Salimos de la habitación y la dejamos a ella dormida. Salimos en puntillas, con mi hermano, para no despertarla. Los pasillos de un hospital por la noche tienen un eco atemorizante, un silencio tristón.
Bajamos a la primera planta y le damos a la máquina de bebidas. Salta una lata. Nos apoderamos de un ejemplar desfasado del Más¡ que alguien dejó tirado en una banca y salimos al parqueo a fumar. El periódico consigna en su portada que Britney Spears –en pleno concierto– subió a un fan al escenario para premiarlo con un baile erótico. Estábamos analizando la noticia cuando se acercó él a compartirnos sus impresiones.
―She’s a fucking bitch!
―Jajajajajajaja. Pero está muy bien.
―Ooooh yeah.
Es un moreno flaco, con el pelo al ras y una larga sonrisa de guasón. Le importa mucho que sepamos que habla inglés y que eso lo distingue de su compañero. Les ofrecemos cigarrillos y ambos los toman gustosos. Se aburren como ostras en la puerta del hospital y buscan plática.

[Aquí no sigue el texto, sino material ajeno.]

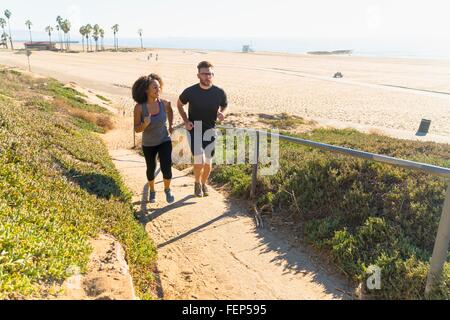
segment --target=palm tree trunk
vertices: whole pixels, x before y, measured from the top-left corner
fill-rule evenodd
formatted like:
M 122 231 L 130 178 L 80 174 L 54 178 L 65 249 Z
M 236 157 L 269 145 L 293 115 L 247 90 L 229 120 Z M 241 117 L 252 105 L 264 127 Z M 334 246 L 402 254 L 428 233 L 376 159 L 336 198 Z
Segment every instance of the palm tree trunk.
M 9 24 L 9 18 L 8 18 L 8 28 L 9 28 L 9 42 L 11 43 L 11 50 L 14 51 L 14 46 L 12 44 L 11 25 Z

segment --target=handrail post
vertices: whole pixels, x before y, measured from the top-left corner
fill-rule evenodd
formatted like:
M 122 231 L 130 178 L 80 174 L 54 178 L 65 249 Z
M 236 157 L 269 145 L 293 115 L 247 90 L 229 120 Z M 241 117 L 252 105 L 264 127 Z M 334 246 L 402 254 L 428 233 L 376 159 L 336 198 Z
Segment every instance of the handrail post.
M 428 295 L 442 279 L 442 272 L 447 260 L 448 245 L 450 243 L 450 180 L 447 181 L 447 192 L 442 208 L 441 220 L 434 242 L 433 256 L 430 261 L 425 295 Z
M 256 131 L 256 159 L 253 164 L 253 172 L 252 172 L 252 188 L 250 190 L 250 199 L 254 199 L 256 196 L 256 181 L 258 178 L 258 162 L 259 162 L 259 131 Z

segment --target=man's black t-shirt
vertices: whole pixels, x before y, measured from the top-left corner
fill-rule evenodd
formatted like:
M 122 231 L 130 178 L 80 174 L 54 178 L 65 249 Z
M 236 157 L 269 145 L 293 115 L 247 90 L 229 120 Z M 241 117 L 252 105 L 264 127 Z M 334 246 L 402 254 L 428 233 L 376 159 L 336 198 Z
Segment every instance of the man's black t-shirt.
M 227 95 L 221 88 L 212 86 L 202 89 L 200 84 L 195 84 L 180 95 L 183 104 L 189 103 L 189 121 L 202 121 L 202 129 L 214 128 L 216 125 L 219 107 L 227 107 Z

―Y esa era drogadicta… jeje ¿Verdad que aquí creen que la marihuana es droga?
―Sí.
―Jajajaja ¡No es droga! A mí me gusta fumar.
―¿Para relajarse?
―Es bueeeeena. Allá (dice “allá” de una forma anhelante, subrayada) fumaba cristal. Se parece a la sal inglesa… te venden unas pipitas así, así ve, que sacan el humo como espiral… pero la malilla de eso sí es perra… andás como asustado y una vez me dio de sentir que tenía la mano peluda…
Su compañero le pregunta si es como fumar crack.

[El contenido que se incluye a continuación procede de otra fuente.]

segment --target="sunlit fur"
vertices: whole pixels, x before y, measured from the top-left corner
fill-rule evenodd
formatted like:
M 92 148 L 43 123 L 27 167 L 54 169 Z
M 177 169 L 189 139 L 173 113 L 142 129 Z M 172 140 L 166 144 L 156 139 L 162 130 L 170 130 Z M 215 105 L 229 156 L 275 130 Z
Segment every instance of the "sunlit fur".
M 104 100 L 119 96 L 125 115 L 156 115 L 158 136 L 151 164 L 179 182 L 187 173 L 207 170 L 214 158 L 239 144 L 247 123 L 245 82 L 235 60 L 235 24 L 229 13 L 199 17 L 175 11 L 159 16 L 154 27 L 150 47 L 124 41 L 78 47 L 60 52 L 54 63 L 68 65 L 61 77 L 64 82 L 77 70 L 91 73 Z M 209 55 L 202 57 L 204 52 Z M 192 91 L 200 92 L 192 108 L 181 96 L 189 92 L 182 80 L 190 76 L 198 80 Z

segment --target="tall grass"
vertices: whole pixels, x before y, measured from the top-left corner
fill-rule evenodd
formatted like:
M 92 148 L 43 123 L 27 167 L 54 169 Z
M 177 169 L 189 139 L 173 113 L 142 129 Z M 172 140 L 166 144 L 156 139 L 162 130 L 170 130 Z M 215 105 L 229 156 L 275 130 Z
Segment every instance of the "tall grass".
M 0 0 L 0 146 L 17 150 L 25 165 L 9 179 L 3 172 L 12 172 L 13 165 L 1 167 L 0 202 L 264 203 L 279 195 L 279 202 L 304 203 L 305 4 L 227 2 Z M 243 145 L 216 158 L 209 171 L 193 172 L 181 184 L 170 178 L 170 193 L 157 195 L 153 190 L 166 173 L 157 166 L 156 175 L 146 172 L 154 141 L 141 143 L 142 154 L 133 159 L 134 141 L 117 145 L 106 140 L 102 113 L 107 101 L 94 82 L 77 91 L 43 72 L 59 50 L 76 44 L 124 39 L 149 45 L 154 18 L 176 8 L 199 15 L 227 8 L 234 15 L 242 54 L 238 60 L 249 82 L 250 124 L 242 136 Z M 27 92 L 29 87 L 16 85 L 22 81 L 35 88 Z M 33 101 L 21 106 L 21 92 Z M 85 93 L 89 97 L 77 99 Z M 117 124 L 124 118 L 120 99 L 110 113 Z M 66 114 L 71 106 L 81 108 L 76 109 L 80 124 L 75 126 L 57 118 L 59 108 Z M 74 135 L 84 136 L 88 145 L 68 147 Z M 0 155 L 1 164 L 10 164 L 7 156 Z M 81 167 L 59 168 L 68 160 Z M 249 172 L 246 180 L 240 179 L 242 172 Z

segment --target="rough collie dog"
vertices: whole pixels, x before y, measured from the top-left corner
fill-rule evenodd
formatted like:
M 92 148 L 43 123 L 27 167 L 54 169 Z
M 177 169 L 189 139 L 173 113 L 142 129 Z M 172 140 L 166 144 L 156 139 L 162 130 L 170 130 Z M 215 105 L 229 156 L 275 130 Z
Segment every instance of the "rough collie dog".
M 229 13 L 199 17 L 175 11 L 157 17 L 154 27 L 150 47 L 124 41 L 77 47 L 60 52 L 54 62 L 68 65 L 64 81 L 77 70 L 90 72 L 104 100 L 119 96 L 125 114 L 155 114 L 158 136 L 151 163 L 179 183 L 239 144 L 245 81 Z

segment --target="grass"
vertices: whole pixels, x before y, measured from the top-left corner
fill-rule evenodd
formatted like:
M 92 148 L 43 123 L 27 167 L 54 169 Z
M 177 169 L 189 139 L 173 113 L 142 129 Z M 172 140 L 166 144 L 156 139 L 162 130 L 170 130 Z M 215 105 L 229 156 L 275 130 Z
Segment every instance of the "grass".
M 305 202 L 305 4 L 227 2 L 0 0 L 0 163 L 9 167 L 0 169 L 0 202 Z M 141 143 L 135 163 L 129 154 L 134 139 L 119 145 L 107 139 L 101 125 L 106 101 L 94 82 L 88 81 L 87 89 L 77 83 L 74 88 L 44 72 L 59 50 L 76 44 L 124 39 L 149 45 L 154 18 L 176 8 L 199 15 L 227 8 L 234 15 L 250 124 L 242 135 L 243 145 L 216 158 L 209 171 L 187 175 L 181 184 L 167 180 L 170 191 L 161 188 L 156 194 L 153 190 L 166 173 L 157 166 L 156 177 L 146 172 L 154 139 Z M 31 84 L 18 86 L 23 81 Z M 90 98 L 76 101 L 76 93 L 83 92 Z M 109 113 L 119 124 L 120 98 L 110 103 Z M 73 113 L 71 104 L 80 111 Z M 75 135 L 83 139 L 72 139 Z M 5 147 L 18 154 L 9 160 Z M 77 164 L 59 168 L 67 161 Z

―Noooo. Esa mierda no me gustó, al día siguiente me dolían los huesos y los gonces. Andaba así ve…
Encoge las manos sobre el pecho y da brinquitos como sacudiéndose un ejército de hormigas que le subieran por las piernas. Todos nos reímos con su baile y él nos muestra su sonrisa inmensa. Es un muchacho inquieto que hace piruetas con el cigarrillo y lo fuma con estilo de tipo chic. Le damos gusto preguntándole si él ha vivido en Los Ángeles, California, y vuelve a sonreír.
―¿Y hace cuánto se regresó?
―Hace como cinco meses, pero no me regresé… jejeje, me deportaron.
―¿Por indocumentado?
―No, por marquero. Es que andábamos –you know– vacilando con otros dos batos, un salvadoreño y un chicano, y nos quedamos sin billete y queríamos seguir vacilando. Fuimos a asaltar un licor store. Teníamos unas jainas esperándonos en un hotel. El licor store era de un árabe. El salvadoreño le dijo: “Show me your hands!” con una pistola, pero no nos fijamos que cuando subió las manos pasó apretando el botón.
―¿Y cuánto se robaron?
―Si solo 400 dólares nos llevamos, solo era para seguir jodiendo. Yo era el driver y ya íbamos en el freeway, oyendo a 50 cent cuando me dicen: “hey, listen”. Bajé la música y escuché la sirena. Me quise salir por una calle, pero ahí estaba un sheriff. Un año pasé en la pinta y después me deportaron.
―¿Y cómo se les ocurrió ir a asaltar la tienda esa?
―(ríe) Es que yo ya había hecho pegadas, pero así pequeñas…
Al llegar a El Salvador no tardó en conseguir trabajo, en parte gracias a que a sus 23 años estaba familiarizado con el uso de armas de fuego y ahora lleva una .38 al cinto, una porra y un uniforme café con insignias de juguete. Trabaja como agente privado, dando seguridad en la entrada de este hospital.
Un carro se detiene frente al parqueo reservado para los médicos, y su compañero salta de su banquito plástico para retirar un cono anaranjado. El chico lo mira con desdén: “Esta mierda no es trabajo, casi no se gana nada; yo, la verdad, ya no voy a venir, voy a ver si me regreso”. Lanza el cigarrillo lejos, con una pericia coqueta y escupe en el piso, como hacen los cowboys en las películas. Nosotros nos regresamos a la habitación en la que la mama guarda reposo, un poco más tranquilos, sabiendo que su sueño está custodiado por gente con experiencia en la materia.